Wortgeschichten: Hochoffiziell: definitiv schweizerisch

Nr. 38 –

Im 21. Jahrhundert ist das «Schweizerische» definitiv zum parteiübergreifenden Kampfbegriff geworden. Im Oktober 2001 titelte die NZZ: «Schweizer Kunstturner ganz unschweizerisch». Im Untertitel erfährt man, dass die «Kunstturner» eigentlich Kunstturnerinnen waren und (was wohl das spezifisch Unschweizerische sein sollte) «dank Steigerung WM-Elfte» wurden.

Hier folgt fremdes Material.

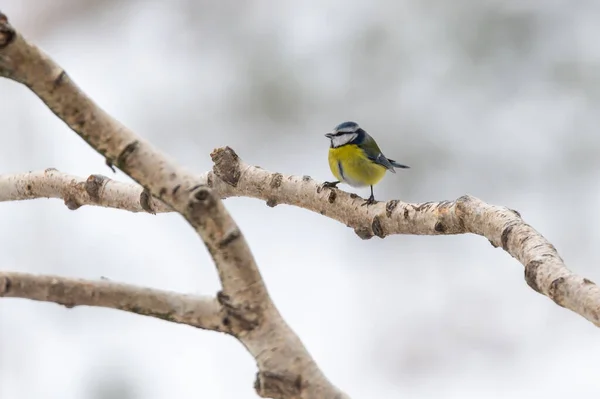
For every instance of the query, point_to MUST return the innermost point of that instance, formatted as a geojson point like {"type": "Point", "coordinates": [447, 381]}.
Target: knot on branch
{"type": "Point", "coordinates": [7, 32]}
{"type": "Point", "coordinates": [238, 318]}
{"type": "Point", "coordinates": [226, 165]}
{"type": "Point", "coordinates": [273, 385]}
{"type": "Point", "coordinates": [201, 203]}
{"type": "Point", "coordinates": [94, 185]}
{"type": "Point", "coordinates": [146, 201]}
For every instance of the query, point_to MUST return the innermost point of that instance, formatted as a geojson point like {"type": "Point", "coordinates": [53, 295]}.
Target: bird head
{"type": "Point", "coordinates": [344, 133]}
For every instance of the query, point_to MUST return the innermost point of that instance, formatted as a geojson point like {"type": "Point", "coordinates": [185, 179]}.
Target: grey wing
{"type": "Point", "coordinates": [372, 151]}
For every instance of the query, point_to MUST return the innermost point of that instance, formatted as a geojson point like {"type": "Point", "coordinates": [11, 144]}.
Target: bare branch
{"type": "Point", "coordinates": [76, 191]}
{"type": "Point", "coordinates": [196, 311]}
{"type": "Point", "coordinates": [545, 271]}
{"type": "Point", "coordinates": [286, 370]}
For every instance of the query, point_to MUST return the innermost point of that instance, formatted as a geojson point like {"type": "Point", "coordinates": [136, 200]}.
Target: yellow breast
{"type": "Point", "coordinates": [350, 165]}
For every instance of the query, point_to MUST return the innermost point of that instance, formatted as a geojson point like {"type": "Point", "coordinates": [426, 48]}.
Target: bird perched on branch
{"type": "Point", "coordinates": [355, 158]}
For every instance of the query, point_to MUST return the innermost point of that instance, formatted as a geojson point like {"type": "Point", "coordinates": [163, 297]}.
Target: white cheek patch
{"type": "Point", "coordinates": [343, 139]}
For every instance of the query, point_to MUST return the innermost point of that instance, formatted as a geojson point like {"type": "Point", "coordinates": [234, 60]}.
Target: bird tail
{"type": "Point", "coordinates": [398, 165]}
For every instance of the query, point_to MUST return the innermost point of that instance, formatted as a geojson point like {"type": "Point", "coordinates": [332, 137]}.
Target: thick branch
{"type": "Point", "coordinates": [196, 311]}
{"type": "Point", "coordinates": [545, 271]}
{"type": "Point", "coordinates": [76, 191]}
{"type": "Point", "coordinates": [286, 368]}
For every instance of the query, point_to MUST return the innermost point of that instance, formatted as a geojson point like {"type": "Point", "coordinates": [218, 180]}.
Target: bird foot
{"type": "Point", "coordinates": [330, 184]}
{"type": "Point", "coordinates": [369, 201]}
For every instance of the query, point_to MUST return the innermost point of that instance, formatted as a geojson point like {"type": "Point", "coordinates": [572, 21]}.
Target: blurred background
{"type": "Point", "coordinates": [497, 99]}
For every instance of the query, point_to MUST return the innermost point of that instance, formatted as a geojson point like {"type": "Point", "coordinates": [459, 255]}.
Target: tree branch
{"type": "Point", "coordinates": [202, 312]}
{"type": "Point", "coordinates": [286, 370]}
{"type": "Point", "coordinates": [545, 270]}
{"type": "Point", "coordinates": [76, 191]}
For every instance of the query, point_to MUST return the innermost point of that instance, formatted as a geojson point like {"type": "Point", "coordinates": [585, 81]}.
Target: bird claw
{"type": "Point", "coordinates": [369, 201]}
{"type": "Point", "coordinates": [330, 184]}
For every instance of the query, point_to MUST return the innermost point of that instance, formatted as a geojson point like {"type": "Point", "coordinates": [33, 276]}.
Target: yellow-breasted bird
{"type": "Point", "coordinates": [355, 158]}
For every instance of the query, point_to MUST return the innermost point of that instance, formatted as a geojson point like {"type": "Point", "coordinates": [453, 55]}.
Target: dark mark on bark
{"type": "Point", "coordinates": [93, 186]}
{"type": "Point", "coordinates": [425, 206]}
{"type": "Point", "coordinates": [377, 227]}
{"type": "Point", "coordinates": [229, 238]}
{"type": "Point", "coordinates": [202, 194]}
{"type": "Point", "coordinates": [60, 80]}
{"type": "Point", "coordinates": [6, 288]}
{"type": "Point", "coordinates": [126, 153]}
{"type": "Point", "coordinates": [332, 197]}
{"type": "Point", "coordinates": [531, 270]}
{"type": "Point", "coordinates": [245, 319]}
{"type": "Point", "coordinates": [439, 227]}
{"type": "Point", "coordinates": [364, 233]}
{"type": "Point", "coordinates": [7, 32]}
{"type": "Point", "coordinates": [226, 165]}
{"type": "Point", "coordinates": [271, 203]}
{"type": "Point", "coordinates": [523, 240]}
{"type": "Point", "coordinates": [555, 292]}
{"type": "Point", "coordinates": [276, 180]}
{"type": "Point", "coordinates": [145, 199]}
{"type": "Point", "coordinates": [505, 236]}
{"type": "Point", "coordinates": [390, 206]}
{"type": "Point", "coordinates": [72, 204]}
{"type": "Point", "coordinates": [272, 385]}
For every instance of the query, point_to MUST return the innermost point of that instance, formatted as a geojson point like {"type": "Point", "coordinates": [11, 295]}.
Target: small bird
{"type": "Point", "coordinates": [355, 158]}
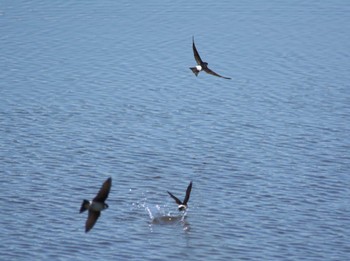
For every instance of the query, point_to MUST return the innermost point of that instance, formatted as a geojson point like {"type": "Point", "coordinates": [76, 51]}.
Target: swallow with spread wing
{"type": "Point", "coordinates": [182, 205]}
{"type": "Point", "coordinates": [202, 66]}
{"type": "Point", "coordinates": [96, 205]}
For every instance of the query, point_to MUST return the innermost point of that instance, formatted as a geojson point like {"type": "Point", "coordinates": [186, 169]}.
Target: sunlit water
{"type": "Point", "coordinates": [90, 90]}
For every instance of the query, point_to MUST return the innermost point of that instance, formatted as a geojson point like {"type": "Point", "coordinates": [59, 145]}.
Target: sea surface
{"type": "Point", "coordinates": [98, 89]}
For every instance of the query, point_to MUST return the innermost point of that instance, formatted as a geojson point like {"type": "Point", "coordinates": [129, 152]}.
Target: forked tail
{"type": "Point", "coordinates": [84, 206]}
{"type": "Point", "coordinates": [194, 70]}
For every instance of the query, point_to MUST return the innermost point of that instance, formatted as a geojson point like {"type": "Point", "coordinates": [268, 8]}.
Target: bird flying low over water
{"type": "Point", "coordinates": [96, 205]}
{"type": "Point", "coordinates": [202, 66]}
{"type": "Point", "coordinates": [183, 205]}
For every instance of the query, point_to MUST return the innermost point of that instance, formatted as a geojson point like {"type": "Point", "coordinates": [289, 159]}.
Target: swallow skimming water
{"type": "Point", "coordinates": [96, 205]}
{"type": "Point", "coordinates": [202, 66]}
{"type": "Point", "coordinates": [183, 205]}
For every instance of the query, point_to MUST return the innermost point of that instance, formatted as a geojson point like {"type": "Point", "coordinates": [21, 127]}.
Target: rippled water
{"type": "Point", "coordinates": [90, 90]}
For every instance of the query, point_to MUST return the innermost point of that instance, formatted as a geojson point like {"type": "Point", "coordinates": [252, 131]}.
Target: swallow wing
{"type": "Point", "coordinates": [104, 191]}
{"type": "Point", "coordinates": [178, 201]}
{"type": "Point", "coordinates": [207, 70]}
{"type": "Point", "coordinates": [92, 218]}
{"type": "Point", "coordinates": [188, 193]}
{"type": "Point", "coordinates": [196, 54]}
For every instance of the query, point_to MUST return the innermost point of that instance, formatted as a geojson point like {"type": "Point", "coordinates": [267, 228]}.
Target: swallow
{"type": "Point", "coordinates": [202, 66]}
{"type": "Point", "coordinates": [96, 205]}
{"type": "Point", "coordinates": [182, 205]}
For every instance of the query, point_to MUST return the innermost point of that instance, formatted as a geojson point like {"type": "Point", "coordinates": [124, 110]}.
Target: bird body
{"type": "Point", "coordinates": [202, 66]}
{"type": "Point", "coordinates": [182, 205]}
{"type": "Point", "coordinates": [96, 205]}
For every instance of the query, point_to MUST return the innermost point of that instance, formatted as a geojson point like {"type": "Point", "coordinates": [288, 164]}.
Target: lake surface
{"type": "Point", "coordinates": [98, 89]}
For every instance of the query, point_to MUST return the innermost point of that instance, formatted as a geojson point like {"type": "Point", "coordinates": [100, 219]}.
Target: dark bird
{"type": "Point", "coordinates": [202, 66]}
{"type": "Point", "coordinates": [96, 205]}
{"type": "Point", "coordinates": [182, 205]}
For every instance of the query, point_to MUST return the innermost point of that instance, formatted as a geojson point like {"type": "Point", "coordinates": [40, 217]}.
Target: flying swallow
{"type": "Point", "coordinates": [96, 205]}
{"type": "Point", "coordinates": [202, 66]}
{"type": "Point", "coordinates": [183, 205]}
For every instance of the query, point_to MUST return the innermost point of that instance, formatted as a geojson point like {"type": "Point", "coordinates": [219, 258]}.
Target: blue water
{"type": "Point", "coordinates": [97, 89]}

Ja, es ist ein Zeugs mit dem Schweizerischen. Die Verwirrung darüber, was schweizerisch, unschweizerisch, schweizerisch unschweizerisch oder unschweizerisch schweizerisch ist, scheint immens. Noch komplexer wird es, wenn man den Historiker Edgar Bonjour beizieht. Dieser meinte, Bezug nehmend auf die urschweizerisch republikanische Qualität der Widerständigkeit, dass es eigentlich «unschweizerisch» sei, «schweizerisch zu sein».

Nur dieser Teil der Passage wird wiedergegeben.